Determination of plasma creatine kinase (CK) and malondialdehyde (MDA) activity
Blood samples were collected from the right auricular margin vein at baseline, the end of ischemia, and after 3 h of reperfusion respectively for measuring plasma CK and MDA activity. The blood samples were centrifuged at 2 500 rpm and 4°C for 10 min. Then the plasma was collected, analyzed CK activity and protein concentration spectrophotometrically at 340 nm absorbance (7230 spectrophotometer, Shanghai, China). The activity of MDA was measured spectrophotometrically at 586 nm absorbance. Plasma CK activity was expressed in international units per gram protein (IU/g) and MDA activity was expressed in µM per ml plasma (µM/ml). The kits were purchased from Nanjing Jiancheng Biological Engineering Institute of China.
Determination of tissue myeloperoxidase (MPO) activity
After determining infarct area, tissue samples were taken from NIZ and AAR for analysis of MPO activity, an enzyme used as a marker of neutrophil accumulation in myocardium. The activity of MPO was measured by spectrophotometrically at 460 nm absorbance and expressed in units per 100 g tissue (U/100 g).
Statistical analysis
All data were expressed as means±standard deviation (SD).

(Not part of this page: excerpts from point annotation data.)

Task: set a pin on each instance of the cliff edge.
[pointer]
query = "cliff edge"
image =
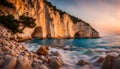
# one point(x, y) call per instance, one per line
point(50, 21)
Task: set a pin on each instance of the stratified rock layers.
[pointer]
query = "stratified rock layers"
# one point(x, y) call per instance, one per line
point(49, 23)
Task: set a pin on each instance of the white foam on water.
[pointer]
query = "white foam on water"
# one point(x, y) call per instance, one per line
point(70, 58)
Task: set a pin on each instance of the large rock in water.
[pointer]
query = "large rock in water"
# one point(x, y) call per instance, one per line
point(82, 62)
point(37, 32)
point(10, 63)
point(50, 23)
point(55, 63)
point(107, 64)
point(43, 50)
point(23, 63)
point(116, 64)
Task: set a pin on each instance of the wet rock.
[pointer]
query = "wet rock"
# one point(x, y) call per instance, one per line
point(55, 63)
point(56, 53)
point(12, 52)
point(108, 61)
point(35, 65)
point(100, 60)
point(43, 67)
point(23, 63)
point(43, 50)
point(82, 62)
point(7, 57)
point(116, 64)
point(10, 63)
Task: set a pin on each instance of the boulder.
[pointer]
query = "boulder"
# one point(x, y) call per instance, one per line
point(108, 61)
point(43, 50)
point(56, 53)
point(23, 63)
point(10, 63)
point(82, 62)
point(116, 64)
point(100, 60)
point(55, 63)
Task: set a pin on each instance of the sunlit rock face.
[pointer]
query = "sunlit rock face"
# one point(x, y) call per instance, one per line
point(49, 23)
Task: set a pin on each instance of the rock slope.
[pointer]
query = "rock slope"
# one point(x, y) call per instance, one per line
point(14, 55)
point(50, 22)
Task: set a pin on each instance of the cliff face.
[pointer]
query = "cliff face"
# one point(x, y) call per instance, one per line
point(49, 23)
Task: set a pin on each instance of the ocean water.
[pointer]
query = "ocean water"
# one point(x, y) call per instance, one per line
point(88, 49)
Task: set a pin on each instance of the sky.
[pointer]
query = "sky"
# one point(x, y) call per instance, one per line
point(103, 15)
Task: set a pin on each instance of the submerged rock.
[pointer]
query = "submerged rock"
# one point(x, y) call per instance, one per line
point(23, 63)
point(100, 60)
point(10, 63)
point(43, 50)
point(55, 63)
point(82, 62)
point(116, 64)
point(108, 61)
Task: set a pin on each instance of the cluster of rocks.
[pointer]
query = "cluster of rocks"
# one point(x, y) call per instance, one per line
point(111, 61)
point(15, 56)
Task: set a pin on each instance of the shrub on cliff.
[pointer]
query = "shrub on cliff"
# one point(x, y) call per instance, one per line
point(6, 3)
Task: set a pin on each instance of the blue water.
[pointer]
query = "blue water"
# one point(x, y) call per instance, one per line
point(103, 42)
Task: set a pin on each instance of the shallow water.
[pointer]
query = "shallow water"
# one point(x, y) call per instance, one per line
point(89, 49)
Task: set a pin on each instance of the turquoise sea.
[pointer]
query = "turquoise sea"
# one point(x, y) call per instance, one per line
point(90, 49)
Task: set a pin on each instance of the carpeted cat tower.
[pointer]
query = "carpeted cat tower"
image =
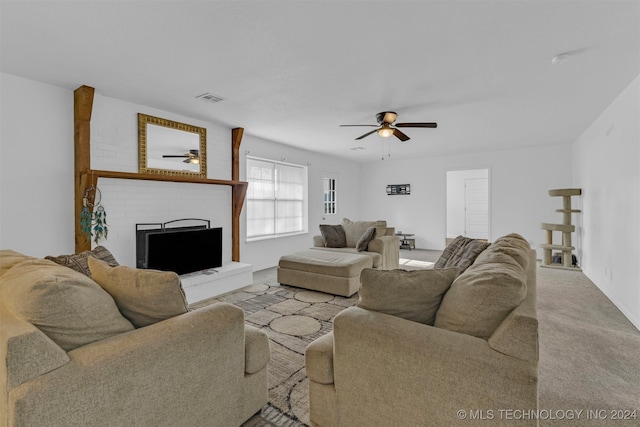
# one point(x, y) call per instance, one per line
point(565, 260)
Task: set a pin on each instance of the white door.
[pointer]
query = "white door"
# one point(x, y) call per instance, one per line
point(476, 195)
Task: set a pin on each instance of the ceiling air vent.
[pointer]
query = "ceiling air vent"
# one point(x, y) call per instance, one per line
point(209, 97)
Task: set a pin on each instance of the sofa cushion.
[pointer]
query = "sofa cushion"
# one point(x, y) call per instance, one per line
point(143, 296)
point(329, 262)
point(354, 230)
point(482, 297)
point(412, 295)
point(376, 258)
point(368, 236)
point(65, 305)
point(461, 252)
point(9, 258)
point(78, 262)
point(333, 236)
point(513, 246)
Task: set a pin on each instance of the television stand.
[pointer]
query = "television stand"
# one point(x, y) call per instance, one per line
point(212, 282)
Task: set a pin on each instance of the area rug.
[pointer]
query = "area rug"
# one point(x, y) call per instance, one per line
point(292, 318)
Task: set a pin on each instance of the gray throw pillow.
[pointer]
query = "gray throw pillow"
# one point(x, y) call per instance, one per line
point(78, 262)
point(64, 304)
point(333, 236)
point(368, 236)
point(482, 297)
point(411, 295)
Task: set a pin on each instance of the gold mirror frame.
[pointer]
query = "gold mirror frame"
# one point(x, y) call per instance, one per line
point(181, 147)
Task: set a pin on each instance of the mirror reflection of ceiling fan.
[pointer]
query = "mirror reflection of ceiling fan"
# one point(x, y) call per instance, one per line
point(193, 156)
point(385, 119)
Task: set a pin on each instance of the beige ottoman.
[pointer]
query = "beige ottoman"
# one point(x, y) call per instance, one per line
point(335, 273)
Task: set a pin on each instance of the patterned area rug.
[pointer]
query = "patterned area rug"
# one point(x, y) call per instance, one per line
point(292, 318)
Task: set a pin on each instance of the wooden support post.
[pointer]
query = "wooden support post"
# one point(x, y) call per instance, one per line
point(82, 107)
point(238, 192)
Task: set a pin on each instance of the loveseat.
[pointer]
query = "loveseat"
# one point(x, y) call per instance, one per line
point(338, 256)
point(74, 354)
point(433, 348)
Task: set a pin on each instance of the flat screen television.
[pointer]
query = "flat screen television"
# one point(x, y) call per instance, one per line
point(184, 250)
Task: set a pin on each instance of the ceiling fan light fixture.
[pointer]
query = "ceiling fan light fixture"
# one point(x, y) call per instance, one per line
point(385, 132)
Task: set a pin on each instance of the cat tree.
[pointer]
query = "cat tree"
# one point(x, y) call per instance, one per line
point(566, 228)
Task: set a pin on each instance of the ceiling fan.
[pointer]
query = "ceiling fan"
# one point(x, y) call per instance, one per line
point(193, 156)
point(385, 119)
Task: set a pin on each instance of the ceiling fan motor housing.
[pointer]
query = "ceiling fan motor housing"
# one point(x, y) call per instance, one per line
point(386, 117)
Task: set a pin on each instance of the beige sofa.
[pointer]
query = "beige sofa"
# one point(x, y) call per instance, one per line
point(200, 368)
point(480, 358)
point(335, 269)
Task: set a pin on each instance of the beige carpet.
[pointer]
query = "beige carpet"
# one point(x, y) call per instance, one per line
point(589, 352)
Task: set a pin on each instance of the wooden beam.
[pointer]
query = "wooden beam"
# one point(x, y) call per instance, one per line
point(238, 192)
point(153, 177)
point(236, 140)
point(82, 108)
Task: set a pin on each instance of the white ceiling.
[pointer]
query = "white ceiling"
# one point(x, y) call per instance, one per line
point(293, 71)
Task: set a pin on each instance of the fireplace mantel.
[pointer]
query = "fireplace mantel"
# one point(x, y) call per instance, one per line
point(84, 176)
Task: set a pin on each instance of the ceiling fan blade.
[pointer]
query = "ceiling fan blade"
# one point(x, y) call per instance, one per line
point(416, 125)
point(401, 136)
point(375, 126)
point(367, 134)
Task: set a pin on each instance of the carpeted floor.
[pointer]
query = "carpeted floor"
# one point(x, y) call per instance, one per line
point(589, 352)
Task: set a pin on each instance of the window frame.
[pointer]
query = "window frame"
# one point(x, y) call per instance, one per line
point(304, 217)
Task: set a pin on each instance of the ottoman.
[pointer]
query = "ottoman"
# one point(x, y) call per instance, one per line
point(335, 273)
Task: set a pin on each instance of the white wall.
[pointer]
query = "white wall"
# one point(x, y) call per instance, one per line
point(519, 180)
point(266, 253)
point(607, 168)
point(36, 167)
point(114, 147)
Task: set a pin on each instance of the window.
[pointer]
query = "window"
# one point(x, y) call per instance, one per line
point(329, 196)
point(276, 199)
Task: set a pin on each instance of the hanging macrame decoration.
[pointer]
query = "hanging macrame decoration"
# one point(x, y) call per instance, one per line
point(93, 217)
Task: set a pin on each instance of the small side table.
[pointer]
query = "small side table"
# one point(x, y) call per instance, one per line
point(406, 241)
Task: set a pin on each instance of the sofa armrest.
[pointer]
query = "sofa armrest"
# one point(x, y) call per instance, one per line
point(318, 358)
point(25, 351)
point(256, 349)
point(389, 248)
point(189, 364)
point(415, 374)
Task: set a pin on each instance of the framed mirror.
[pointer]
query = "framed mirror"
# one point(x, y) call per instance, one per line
point(171, 148)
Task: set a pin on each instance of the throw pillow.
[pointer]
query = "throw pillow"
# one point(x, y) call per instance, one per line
point(65, 305)
point(9, 258)
point(143, 296)
point(368, 236)
point(412, 295)
point(461, 253)
point(333, 236)
point(482, 297)
point(78, 262)
point(355, 229)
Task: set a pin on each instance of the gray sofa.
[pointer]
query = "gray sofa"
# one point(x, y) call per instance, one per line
point(478, 351)
point(69, 358)
point(336, 269)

A one-way analysis of variance (ANOVA) was used to analyze group differences in a single data such as infarct area and MPO activity data. Time-dependent determinations were analyzed by repeated measures analysis of variance followed by post-hoc analysis with Student-Newman-Keuls multiple comparisons. A p-value less than 0.05 was considered statistically significant.
Results
Hemodynamic data
Hemodynamic data for MAP and HR in the four groups are measured ( and ). There were no significant differences among the four groups at baseline. During coronary occlusion, there were trends for a decrease in MAP and an increase in HR. But these changes were not significant compared with their respective baseline value.
Table I. HR (bpm) during ischemia and reperfusion
Table II. MAP (mmHg) during ischemia and reperfusion
Area at risk and infarct size
The area placed at risk by LAD occlusion was comparable among the four groups, averaging between 27% and 31% (). Infarct size in Pre-con (15.47±1.65) was reduced by 51%, in Post-con (16.15±2.05) reduced by 49% compared to Control (31.46±1.28). Similarly, infarct size in Re Post-con (17.11±1.70) was reduced by 46% compared to Control. There was no statistical difference in infarct size between Pre-con, Post-con and Re Post-con.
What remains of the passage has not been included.